Da mesma forma, a UGT destacou a “grave subestimação das doenças profissionais na Andaluzia”. Apesar da concentração de quase 16% da população assalariada do país, “Apenas 6,4% de todas as doenças profissionais são declaradas, uma situação que invisibiliza os reais danos à saúde causados pelo trabalho”, observaram.
A este respeito, o sindicato informou que segundo o Ministério do Trabalho e Economia Social, o Instituto de Estatística e Cartografia da Andaluzia (IECA) Na Andaluzia foram registados 96.265 acidentes de trabalho com baixa por doença.o que representa uma diminuição de 1,08%. No entanto, “estas pequenas reduções percentuais não podem esconder a dramática realidade, uma vez que um trabalhador morre na região a cada três dias e um acidente de trabalho ocorre a cada cinco minutos”.
Houve 90 mortes e 24 vítimas fatais durante a jornada de trabalho. acidentes ocorreram ao longo do trajeto.
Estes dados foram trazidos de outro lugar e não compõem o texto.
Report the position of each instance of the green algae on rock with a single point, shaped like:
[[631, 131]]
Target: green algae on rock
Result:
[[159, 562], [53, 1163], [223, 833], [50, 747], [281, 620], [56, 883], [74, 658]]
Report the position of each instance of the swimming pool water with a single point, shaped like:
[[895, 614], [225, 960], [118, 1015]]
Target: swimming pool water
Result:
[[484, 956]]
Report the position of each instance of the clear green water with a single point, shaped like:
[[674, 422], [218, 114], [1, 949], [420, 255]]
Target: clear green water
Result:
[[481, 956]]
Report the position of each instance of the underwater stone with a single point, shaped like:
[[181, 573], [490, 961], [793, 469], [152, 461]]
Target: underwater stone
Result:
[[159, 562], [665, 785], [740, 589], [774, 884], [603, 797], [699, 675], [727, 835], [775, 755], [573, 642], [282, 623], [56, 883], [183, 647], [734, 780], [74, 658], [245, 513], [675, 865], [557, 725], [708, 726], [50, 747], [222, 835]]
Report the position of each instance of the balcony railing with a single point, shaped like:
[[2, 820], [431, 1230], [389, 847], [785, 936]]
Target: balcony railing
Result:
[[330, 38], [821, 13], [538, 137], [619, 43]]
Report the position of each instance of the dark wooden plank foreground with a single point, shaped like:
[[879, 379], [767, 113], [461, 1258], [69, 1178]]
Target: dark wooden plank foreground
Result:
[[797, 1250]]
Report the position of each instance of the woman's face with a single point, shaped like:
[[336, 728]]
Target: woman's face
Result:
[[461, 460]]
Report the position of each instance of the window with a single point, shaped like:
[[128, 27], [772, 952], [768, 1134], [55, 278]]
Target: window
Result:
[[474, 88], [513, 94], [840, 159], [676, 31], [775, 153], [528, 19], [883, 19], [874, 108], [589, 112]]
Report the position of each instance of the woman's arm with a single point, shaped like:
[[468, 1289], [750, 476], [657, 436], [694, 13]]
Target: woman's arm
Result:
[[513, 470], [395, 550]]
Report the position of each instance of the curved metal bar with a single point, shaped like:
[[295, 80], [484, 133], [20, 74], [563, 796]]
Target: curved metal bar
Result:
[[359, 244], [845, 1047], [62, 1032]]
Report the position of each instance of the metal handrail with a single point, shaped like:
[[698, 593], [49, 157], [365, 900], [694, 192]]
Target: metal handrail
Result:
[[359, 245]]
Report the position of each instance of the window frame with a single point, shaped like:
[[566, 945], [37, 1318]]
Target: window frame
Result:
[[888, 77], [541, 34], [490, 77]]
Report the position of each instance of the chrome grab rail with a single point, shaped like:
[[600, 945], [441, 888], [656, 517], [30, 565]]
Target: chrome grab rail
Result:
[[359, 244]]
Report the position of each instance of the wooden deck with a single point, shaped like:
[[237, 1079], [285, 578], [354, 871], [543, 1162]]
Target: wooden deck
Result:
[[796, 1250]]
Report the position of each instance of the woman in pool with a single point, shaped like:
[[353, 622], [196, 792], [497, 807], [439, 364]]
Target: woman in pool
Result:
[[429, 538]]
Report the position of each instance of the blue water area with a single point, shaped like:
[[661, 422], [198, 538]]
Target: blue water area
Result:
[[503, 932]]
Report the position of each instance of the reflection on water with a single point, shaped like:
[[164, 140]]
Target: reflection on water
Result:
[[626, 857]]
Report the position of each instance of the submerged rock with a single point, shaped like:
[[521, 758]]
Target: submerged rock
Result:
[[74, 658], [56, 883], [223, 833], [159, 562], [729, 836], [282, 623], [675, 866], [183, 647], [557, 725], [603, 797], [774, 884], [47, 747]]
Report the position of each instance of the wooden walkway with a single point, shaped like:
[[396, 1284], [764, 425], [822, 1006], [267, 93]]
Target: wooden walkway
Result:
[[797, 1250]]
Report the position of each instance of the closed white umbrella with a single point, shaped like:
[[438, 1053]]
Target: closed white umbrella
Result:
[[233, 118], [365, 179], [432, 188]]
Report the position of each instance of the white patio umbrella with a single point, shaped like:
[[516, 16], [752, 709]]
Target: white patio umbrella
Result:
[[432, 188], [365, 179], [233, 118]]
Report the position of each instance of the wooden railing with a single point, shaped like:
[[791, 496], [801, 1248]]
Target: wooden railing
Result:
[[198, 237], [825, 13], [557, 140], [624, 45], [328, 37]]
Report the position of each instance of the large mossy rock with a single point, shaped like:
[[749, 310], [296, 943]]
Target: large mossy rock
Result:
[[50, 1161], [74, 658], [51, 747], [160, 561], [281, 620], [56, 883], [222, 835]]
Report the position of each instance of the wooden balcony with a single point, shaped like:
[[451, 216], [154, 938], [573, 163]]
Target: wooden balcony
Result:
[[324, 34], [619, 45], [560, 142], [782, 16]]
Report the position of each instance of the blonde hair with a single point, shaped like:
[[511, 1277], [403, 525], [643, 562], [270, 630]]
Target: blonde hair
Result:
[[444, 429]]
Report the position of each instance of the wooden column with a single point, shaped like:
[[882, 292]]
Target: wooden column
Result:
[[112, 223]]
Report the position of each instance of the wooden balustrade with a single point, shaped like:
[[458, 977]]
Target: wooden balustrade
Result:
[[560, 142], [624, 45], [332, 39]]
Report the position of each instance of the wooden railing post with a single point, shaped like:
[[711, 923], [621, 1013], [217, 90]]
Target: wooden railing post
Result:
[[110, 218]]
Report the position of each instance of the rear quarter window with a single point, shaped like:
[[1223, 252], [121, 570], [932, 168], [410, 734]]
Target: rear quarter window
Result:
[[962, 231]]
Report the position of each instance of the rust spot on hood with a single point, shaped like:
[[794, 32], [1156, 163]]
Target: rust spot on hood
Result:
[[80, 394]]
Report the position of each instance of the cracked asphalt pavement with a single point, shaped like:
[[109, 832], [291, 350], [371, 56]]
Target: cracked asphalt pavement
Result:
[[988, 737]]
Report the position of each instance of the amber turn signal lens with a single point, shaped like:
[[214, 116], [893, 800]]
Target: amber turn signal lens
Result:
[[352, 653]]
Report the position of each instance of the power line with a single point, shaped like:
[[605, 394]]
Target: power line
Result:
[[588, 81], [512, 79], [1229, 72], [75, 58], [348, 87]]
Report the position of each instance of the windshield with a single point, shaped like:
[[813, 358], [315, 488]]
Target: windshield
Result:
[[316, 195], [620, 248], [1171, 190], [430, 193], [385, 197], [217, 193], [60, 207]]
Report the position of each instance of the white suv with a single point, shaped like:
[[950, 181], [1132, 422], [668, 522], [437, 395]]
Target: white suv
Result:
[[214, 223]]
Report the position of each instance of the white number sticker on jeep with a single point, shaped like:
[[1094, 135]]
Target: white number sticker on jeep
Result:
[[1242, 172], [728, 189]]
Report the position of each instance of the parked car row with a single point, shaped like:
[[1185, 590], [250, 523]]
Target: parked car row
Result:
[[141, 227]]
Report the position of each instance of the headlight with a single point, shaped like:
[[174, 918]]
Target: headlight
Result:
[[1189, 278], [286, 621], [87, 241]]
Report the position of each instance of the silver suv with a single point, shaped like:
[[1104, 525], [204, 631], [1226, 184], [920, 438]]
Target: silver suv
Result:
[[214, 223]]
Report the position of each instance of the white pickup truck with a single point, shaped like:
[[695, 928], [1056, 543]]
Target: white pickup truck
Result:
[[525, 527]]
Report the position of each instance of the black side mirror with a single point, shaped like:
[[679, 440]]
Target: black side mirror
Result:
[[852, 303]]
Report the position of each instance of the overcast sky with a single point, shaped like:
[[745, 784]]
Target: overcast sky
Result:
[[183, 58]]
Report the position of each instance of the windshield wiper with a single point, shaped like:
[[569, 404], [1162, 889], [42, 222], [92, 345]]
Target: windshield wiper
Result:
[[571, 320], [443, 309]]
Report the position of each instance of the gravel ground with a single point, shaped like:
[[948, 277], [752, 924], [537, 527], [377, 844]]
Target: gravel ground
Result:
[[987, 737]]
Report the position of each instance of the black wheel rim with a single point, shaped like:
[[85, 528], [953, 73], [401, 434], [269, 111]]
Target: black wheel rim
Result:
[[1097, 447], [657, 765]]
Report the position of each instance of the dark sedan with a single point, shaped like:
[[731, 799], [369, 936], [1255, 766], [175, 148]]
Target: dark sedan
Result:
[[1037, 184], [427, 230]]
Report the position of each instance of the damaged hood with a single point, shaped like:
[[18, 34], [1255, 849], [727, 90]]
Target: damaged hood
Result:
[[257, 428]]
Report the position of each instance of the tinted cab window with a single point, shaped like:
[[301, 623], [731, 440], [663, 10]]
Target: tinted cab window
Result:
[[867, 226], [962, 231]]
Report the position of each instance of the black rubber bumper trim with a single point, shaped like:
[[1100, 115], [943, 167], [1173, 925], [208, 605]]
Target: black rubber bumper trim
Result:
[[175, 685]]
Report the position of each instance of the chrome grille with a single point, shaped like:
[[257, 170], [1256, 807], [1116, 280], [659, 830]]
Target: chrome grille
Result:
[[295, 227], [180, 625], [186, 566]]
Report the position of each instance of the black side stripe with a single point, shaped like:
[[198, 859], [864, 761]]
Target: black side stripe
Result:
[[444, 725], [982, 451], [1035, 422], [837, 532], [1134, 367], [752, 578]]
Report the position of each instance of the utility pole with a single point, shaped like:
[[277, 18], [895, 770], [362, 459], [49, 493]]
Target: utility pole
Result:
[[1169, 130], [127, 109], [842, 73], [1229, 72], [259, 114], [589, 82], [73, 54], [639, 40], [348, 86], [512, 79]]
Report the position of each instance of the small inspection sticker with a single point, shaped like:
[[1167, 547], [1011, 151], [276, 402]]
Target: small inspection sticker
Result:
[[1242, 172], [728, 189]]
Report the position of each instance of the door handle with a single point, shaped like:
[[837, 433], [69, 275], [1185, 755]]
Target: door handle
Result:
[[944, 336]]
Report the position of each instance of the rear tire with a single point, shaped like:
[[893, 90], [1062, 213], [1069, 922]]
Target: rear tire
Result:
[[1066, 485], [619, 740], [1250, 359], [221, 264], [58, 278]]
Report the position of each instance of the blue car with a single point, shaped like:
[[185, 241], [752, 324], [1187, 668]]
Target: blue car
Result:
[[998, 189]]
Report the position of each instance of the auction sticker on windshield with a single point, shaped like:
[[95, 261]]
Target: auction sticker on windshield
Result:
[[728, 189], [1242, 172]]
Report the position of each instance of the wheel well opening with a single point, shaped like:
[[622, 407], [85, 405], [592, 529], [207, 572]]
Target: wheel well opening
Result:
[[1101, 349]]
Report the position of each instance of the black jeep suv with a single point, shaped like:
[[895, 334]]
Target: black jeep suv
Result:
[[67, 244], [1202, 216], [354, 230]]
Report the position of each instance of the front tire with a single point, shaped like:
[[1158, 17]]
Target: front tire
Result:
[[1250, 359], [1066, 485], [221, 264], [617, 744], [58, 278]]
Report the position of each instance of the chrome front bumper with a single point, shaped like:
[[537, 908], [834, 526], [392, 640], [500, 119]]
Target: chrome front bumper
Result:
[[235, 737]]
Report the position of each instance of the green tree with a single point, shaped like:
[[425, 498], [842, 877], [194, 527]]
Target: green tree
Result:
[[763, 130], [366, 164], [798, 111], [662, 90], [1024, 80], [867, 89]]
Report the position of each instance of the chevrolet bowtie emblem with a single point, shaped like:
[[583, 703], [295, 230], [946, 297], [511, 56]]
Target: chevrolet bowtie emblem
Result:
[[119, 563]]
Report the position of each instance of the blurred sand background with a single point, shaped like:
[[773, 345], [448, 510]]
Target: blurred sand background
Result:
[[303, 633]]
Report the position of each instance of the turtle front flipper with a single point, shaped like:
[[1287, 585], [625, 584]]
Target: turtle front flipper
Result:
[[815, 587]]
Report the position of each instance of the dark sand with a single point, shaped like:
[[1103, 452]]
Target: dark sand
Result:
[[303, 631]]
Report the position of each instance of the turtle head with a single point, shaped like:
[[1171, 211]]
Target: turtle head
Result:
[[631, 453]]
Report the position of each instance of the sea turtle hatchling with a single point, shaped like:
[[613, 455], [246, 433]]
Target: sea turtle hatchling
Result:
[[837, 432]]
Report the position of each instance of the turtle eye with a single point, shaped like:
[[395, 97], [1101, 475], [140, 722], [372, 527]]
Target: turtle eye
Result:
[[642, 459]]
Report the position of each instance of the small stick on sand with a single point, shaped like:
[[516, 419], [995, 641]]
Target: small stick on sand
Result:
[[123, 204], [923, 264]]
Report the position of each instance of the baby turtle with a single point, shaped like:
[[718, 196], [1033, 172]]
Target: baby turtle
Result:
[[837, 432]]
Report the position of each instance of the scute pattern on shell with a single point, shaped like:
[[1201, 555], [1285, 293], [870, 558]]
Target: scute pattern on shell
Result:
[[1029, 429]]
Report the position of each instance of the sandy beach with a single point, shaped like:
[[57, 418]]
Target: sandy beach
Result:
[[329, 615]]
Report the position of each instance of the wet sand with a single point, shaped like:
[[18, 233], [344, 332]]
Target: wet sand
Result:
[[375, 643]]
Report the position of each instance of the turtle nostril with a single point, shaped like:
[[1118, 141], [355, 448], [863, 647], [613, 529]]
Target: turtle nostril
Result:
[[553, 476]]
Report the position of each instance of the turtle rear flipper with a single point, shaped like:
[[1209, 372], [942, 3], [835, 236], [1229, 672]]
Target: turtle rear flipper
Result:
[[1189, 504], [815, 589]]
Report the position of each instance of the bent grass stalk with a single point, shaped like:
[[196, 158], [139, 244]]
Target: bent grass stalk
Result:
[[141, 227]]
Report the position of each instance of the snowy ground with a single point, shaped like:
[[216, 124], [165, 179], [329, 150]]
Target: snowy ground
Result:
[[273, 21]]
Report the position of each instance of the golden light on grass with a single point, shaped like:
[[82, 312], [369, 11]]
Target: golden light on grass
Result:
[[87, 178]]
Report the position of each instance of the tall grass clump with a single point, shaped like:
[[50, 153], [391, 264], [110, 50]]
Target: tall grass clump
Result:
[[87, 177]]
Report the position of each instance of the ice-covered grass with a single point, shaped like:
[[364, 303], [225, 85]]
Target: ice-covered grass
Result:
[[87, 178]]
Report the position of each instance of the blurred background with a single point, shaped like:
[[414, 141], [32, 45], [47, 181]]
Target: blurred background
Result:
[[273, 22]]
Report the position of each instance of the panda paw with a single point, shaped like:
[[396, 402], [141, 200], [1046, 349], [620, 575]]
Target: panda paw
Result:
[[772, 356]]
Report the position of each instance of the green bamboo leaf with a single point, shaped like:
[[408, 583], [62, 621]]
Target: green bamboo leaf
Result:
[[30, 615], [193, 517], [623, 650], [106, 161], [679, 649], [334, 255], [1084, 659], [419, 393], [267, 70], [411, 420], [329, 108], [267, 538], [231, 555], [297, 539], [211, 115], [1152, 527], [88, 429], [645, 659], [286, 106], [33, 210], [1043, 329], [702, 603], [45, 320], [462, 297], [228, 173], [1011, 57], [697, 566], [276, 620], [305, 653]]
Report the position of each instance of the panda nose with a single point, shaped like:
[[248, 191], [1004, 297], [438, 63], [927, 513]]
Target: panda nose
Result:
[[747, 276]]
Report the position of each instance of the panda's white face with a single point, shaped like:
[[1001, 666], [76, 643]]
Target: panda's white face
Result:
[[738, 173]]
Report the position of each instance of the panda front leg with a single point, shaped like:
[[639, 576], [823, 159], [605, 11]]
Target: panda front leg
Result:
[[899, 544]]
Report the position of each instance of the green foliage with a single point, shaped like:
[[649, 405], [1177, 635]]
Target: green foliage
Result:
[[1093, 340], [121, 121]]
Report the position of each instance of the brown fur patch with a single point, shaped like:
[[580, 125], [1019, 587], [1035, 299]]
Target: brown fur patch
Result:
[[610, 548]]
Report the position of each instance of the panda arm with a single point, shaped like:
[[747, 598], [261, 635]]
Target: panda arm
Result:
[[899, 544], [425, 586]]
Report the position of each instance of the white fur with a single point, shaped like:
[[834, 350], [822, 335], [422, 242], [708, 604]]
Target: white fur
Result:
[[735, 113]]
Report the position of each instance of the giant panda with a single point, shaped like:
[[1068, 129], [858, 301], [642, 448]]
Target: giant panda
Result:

Além disso, quase um em cada quatro acidentes graves ocorridos em Espanha concentra-se na Andaluzia, “o que indica um grave problema estrutural em termos de prevenção”.
Aumento da mortalidade na indústria da construção
Por sector, a UGT manifestou-se especialmente “forte” aumento da mortalidade na construçãoque passará de 26 pessoas em 2024 para 37 em 2025, um aumento de mais de 42%. O número de acidentes mortais na indústria também aumentou, enquanto o sector dos serviços “continua a ser o sector com maior número absoluto de vítimas mortais”.
Do ponto de vista territorial, Sevilha lidera o ranking de mortalidade ocupacional Morreram 31 pessoas, seguidas de Málaga e Córdoba, “confirmando as grandes desigualdades nas províncias na proteção da saúde e segurança ocupacional”.
Além do mais, a organização solicitou mais recursos humanos e materiais para as inspeções do trabalho e os procuradores de saúde ocupacional; Cumprimento “estrito” por parte das empresas das regras preventivas e criação de um cargo semelhante à figura do delegado territorial para a prevenção dos riscos laborais, “para reforçar a protecção das PME andaluzas”.
Finalmente, a UGT insistiu que Acidentes industriais são “evitáveis” e alertou que “uma situação em que a morte no trabalho fica impune não pode ser considerada normal”. Por isso, “o sindicato continuará a ser uma figura popular nos litígios onde a responsabilidade das empresas é possível em caso de acidentes graves ou fatais”, concluiu.